Susceptibility to infection: What part does the immune system play?
Newborn babies and the elderly are particularly susceptible to bacterial and viral infection. But why is this? How can we predict who will contract an infection – and how can they be optimally treated? To find answers to these questions, the RESIST team is also conducting research on the immune system in these vulnerable groups.
The focus of research involving newborns is on the interaction with the microbiome (the entirety of the microorganisms that colonize the body) as it develops with the child. Why? These microorganisms ‘train’ the immune system and could potentially be used to promote immune maturation after birth so as to prevent severe infections that can result from bacteria and from life-threatening viral diseases.
Interaction between the immune system and the microbiome is also being studied in relation to another medical condition affecting adults. This is spondyloarthrosis, a class of rheumatic diseases that manifest as inflammation of the musculoskeletal system, and whose onset is triggered by an infection.
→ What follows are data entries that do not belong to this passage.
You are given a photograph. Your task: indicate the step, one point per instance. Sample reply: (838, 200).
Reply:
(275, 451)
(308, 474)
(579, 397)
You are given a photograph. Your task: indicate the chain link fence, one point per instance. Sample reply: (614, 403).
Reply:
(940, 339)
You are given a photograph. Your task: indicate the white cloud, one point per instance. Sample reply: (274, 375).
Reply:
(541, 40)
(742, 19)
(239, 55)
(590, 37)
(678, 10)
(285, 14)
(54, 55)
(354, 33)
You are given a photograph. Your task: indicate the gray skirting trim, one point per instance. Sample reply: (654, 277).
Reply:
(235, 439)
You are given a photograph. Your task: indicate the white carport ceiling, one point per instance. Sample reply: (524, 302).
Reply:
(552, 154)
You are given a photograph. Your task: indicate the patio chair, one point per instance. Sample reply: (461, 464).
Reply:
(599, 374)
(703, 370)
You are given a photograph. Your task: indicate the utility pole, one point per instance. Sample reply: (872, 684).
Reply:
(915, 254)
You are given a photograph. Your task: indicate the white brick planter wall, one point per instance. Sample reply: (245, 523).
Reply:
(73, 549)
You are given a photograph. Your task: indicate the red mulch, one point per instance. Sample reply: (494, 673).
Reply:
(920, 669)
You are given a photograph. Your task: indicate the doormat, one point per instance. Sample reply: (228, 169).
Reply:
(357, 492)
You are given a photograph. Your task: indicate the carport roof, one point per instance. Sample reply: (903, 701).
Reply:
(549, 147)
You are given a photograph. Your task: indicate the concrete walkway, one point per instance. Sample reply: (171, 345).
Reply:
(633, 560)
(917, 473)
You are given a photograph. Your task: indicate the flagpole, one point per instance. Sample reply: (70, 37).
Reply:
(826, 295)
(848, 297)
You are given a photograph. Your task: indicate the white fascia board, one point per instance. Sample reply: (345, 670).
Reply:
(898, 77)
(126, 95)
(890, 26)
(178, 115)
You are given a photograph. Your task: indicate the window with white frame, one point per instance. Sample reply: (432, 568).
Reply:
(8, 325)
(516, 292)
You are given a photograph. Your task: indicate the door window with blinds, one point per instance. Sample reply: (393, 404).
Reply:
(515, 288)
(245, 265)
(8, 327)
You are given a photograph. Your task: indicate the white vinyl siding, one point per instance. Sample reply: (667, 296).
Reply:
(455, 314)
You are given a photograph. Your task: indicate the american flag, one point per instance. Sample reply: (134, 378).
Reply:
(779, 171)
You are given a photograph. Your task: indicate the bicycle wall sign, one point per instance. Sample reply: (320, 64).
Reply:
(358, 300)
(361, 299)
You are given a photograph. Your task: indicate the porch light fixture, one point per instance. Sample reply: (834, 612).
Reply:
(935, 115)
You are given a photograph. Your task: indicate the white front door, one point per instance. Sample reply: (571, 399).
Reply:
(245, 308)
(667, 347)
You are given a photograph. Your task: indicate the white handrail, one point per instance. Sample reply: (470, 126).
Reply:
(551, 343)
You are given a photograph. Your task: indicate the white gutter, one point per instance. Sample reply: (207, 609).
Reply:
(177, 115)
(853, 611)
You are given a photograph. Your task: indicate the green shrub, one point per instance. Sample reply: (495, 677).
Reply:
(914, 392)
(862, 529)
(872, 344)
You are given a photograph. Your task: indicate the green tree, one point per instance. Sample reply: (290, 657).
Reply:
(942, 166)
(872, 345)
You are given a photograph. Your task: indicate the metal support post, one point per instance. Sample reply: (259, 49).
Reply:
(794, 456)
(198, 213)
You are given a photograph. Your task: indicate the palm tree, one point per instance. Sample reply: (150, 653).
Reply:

RESIST will investigate the influence the gut microbiome has on whether the patient recovers from this condition or whether it becomes chronic.
In elderly people, the RESIST team will look at factors such as their vulnerability to flu viruses or the chicken pox virus, which causes shingles. Another research focus in RESIST, where older people are involved, is vaccination. It is still not clear why vaccination of elderly individuals is often not as effective or completely useless. The development of new vaccines and innovative therapies are of interest in several RESIST projects dealing with hepatitis.